To create an effective visualization, our data needs to be in a tidy format. Specifically, each row should represent a single observation, and each variable should be in its own column. In this case, instead of having separate columns for each test score (math, read, science), we should have a single column for the test scores and another column that identifies the type of test (e.g., math, read, science). This structure allows us to easily plot the scores across different tests and countries.
Use pivot_longer()
To achieve this tidy format, we will use the pivot_longer()

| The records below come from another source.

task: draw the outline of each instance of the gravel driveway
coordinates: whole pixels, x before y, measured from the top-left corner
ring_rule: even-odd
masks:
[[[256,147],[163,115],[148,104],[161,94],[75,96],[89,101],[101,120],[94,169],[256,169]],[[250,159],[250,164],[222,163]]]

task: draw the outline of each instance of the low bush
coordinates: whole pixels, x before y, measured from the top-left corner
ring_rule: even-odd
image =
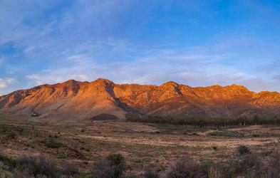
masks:
[[[73,164],[66,163],[63,165],[63,171],[66,175],[75,175],[79,174],[79,169]]]
[[[143,177],[144,178],[158,178],[160,175],[158,172],[148,167],[145,168]]]
[[[49,148],[59,148],[61,146],[61,144],[54,138],[46,139],[43,142]]]
[[[16,168],[18,164],[16,160],[3,155],[0,155],[0,161],[6,165],[10,171]]]
[[[91,169],[93,177],[121,177],[127,169],[125,157],[120,154],[110,154],[95,162]]]
[[[170,178],[201,178],[204,176],[201,166],[189,157],[177,160],[167,174]]]
[[[16,134],[14,132],[9,132],[6,136],[6,139],[14,139],[16,137]]]
[[[237,147],[237,150],[240,155],[246,155],[250,153],[250,150],[249,150],[249,148],[245,145],[239,145]]]
[[[46,157],[38,158],[34,157],[22,156],[18,160],[21,169],[28,170],[28,172],[36,177],[45,175],[47,177],[59,177],[59,171],[54,162]]]

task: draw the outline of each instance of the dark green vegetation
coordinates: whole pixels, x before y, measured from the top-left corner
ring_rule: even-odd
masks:
[[[259,118],[254,116],[252,118],[191,118],[191,117],[172,117],[161,116],[148,116],[143,117],[128,117],[130,122],[170,124],[177,125],[190,125],[192,127],[229,127],[229,126],[246,126],[256,125],[280,125],[280,118]]]
[[[13,159],[0,155],[0,162],[7,166],[15,177],[108,177],[108,178],[279,178],[280,174],[280,151],[271,150],[261,154],[250,153],[244,146],[238,150],[241,156],[225,162],[204,162],[195,161],[190,156],[177,159],[165,174],[160,174],[150,167],[143,169],[140,175],[130,174],[125,157],[120,154],[110,154],[96,162],[90,172],[80,172],[74,164],[66,164],[62,168],[50,158],[21,156]]]
[[[217,128],[51,121],[0,118],[0,177],[252,178],[278,174],[278,125]]]

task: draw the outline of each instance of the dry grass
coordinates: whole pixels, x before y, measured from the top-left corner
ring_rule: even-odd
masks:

function to reshape the data. This function takes multiple columns and condenses them into key-value pairs, which results in a longer, more flexible dataset. Assign the new format to the object pisa_long
# Your code here
After running this code, your data will have four key columns: year, country, and test, with the scores in a single column named score. This format is ideal for visualization in ggplot2.
Question: How do you think the data should be formatted for effective visualization? Why is the long format preferred in this context?
Exercise 4: Data Transformation
Use the mutate()
function to capitalize the test names. This will make the final plot more readable. Re-assign the updated test
variable to the same object pisa_long
. Hint Look at the str_to_title()
function.
# Your code here
Exercise 5: Creating a Line Plot with Points
In this exercise, you will create a line plot of the PISA scores over time for each country. Line plots are useful for visualizing trends over time, while adding points helps to emphasize the data at specific time intervals. Create a ggplot object and call it pisa_plot
.
Task: Use geom_line()
to connect the data points and geom_point()
to highlight each data point on the plot.
# Your code here
Question: What is the main issue with this plot?
Exercise 6: Adding Facets to the Plot
Faceting allows you to create multiple plots based on the levels of a factor variable. In this case, we will use facets to separate the plots by the type of test (math, read, science). This makes it easier to compare the trends in different test scores.
Task: Add facet_wrap(~ test)
to the plot to create a separate panel for each test.
# Your code here
Exercise 7: Customizing Labels and Scales
Labels and scales are essential for making your plot informative and easy to read. In this exercise, you will add labels to the axes and title, and adjust the scale of the y-axis to ensure the plot is correctly displayed.
Task: Use the labs()
function to add labels and titles, and scale_y_continuous()
to set the limits of the y-axis (Hint: Look for the limits
argument).
# Your code here
Extra exercises
Exercise 8: Customizing the Plot
Experiment with different themes and color palettes to make the plot more visually appealing.
Exercise 9: Adding Context to the Visualization
Add annotations or text to the plot to highlight significant events or changes in the data.
Conclusion
By completing these exercises, you have learned how to filter, summarize, and visualize data in R. You have also gained insights into how different formatting and visualization techniques can impact the interpretation of your data. As you continue to work with data, remember the importance of context and clear communication in your visualizations.